« Le cinéma qui nous parle autrement. » C’est la baseline du festival Visions sociales qui, du 20 au 27 mai, en marge du 70e Festival de Cannes, accueillera sur le domaine d’Agecroft à Mandelieu-la-Napoule festivaliers et professionnels autour d’un cinéma pensé comme “une quête constante de curiosité, de réflexion, de questionnement sur le monde qui nous entoure”. Pour cette 15e édition, c’est Stéphane Brizé qui jouera les parrains. L’occasion de parler politique et engagement. Rencontre.
Que signifie, pour le cinéaste que vous êtes, l’expression « avoir une vision sociale » ?
Je traduirais cela par un questionnement sur la manière dont un individu est impacté par son environnement et inversement. Une réflexion sur la place et le rôle de l’homme dans la vie de la cité.
Pourquoi avoir accepté d’être le parrain de Visions sociales ?
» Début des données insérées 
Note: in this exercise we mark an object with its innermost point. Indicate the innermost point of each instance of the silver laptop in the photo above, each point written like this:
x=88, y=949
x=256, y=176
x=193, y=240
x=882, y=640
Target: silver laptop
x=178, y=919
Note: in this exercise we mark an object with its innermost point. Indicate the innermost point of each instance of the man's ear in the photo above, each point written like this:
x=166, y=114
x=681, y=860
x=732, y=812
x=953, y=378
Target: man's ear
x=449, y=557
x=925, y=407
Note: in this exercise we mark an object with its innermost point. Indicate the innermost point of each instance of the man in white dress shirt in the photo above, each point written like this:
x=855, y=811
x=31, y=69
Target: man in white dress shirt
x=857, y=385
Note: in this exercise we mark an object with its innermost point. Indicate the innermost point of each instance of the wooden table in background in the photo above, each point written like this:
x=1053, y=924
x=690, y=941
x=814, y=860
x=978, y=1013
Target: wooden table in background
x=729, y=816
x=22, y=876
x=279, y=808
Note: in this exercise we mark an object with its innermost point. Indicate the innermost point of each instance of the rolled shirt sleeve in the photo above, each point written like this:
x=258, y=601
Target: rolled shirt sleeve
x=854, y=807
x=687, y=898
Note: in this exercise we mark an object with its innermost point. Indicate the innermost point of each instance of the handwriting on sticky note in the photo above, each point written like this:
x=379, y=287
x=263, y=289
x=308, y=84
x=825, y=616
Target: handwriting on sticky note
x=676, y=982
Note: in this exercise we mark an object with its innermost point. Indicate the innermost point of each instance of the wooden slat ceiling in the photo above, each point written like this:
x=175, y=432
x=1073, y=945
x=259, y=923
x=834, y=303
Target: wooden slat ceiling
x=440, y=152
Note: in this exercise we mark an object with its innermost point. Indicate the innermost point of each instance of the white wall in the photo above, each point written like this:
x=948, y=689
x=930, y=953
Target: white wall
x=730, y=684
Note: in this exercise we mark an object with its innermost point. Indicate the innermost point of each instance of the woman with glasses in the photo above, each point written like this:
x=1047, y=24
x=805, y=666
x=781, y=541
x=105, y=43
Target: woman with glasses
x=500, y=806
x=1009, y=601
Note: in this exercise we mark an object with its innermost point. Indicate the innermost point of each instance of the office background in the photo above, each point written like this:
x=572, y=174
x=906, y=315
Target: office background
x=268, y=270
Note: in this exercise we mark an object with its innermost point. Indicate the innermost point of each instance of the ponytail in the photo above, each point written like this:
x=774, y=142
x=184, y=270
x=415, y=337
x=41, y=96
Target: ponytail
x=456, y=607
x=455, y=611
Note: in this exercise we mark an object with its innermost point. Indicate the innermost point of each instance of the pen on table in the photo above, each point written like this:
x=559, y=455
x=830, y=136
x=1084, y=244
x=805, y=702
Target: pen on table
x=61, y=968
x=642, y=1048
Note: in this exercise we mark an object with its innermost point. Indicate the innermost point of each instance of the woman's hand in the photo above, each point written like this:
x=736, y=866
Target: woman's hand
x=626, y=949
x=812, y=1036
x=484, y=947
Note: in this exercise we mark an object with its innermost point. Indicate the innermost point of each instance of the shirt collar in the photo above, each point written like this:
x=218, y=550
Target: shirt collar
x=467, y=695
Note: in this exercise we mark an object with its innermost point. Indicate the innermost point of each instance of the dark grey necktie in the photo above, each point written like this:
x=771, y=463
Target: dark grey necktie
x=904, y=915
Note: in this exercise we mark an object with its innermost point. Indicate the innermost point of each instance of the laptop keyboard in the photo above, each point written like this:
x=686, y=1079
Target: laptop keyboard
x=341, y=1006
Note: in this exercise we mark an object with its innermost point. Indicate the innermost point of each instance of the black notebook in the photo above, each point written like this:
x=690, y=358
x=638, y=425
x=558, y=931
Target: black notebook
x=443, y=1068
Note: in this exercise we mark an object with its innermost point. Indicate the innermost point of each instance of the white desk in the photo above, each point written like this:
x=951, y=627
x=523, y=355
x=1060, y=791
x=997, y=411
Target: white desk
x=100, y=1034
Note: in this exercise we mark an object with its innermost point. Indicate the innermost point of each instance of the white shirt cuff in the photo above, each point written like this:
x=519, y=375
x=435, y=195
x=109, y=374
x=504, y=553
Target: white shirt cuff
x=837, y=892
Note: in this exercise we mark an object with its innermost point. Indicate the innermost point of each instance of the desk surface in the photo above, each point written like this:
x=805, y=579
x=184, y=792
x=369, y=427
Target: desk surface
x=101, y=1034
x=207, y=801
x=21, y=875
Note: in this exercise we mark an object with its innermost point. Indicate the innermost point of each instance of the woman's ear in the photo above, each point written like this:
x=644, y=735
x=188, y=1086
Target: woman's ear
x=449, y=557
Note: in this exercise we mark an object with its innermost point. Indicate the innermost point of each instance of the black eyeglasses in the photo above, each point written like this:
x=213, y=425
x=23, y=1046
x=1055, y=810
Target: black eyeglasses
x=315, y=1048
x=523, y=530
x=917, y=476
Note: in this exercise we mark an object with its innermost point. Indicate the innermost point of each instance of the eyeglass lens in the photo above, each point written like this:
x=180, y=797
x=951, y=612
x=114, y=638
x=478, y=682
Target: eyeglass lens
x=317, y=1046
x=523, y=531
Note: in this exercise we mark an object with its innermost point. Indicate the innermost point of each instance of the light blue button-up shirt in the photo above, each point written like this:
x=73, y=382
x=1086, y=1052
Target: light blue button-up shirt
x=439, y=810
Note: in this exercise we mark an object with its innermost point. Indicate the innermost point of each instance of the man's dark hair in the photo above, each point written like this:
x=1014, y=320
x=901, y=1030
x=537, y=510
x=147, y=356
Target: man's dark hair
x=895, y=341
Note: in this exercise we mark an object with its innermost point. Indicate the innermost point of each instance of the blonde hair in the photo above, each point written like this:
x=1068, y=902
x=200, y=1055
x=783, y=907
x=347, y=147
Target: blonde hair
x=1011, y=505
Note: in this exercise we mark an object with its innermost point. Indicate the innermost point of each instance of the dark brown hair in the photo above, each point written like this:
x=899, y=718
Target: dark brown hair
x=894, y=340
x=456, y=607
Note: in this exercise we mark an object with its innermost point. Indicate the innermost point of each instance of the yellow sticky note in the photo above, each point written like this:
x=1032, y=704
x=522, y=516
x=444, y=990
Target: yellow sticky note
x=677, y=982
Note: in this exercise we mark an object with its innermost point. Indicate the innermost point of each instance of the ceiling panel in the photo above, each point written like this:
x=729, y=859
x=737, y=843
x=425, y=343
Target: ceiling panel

D’abord un lien déjà ancien avec la CCAS, le CE d’EDF. En 1999, je venais à Cannes à la Quinzaine des réalisateurs avec mon premier film Le Bleu des villes et la CCAS m’avait remis un prix, le Soleil d’Or. Parrainer Visions sociales est d’abord un retour de politesse amical. Ensuite, le plaisir de collaborer avec un CE qui offre aux salariés de l’entreprise un peu plus que des tickets de piscine et des réductions pour aller en voyage. Car on l’oublie souvent, une des missions premières des CE est une mission d’éducation à la culture. Et puis enfin, le plaisir complètement égoïste de découvrir des films qui éclairent notre monde et donc notre route. Et on le sait bien, il y a moins d’accidents quand on roule avec les phares allumés.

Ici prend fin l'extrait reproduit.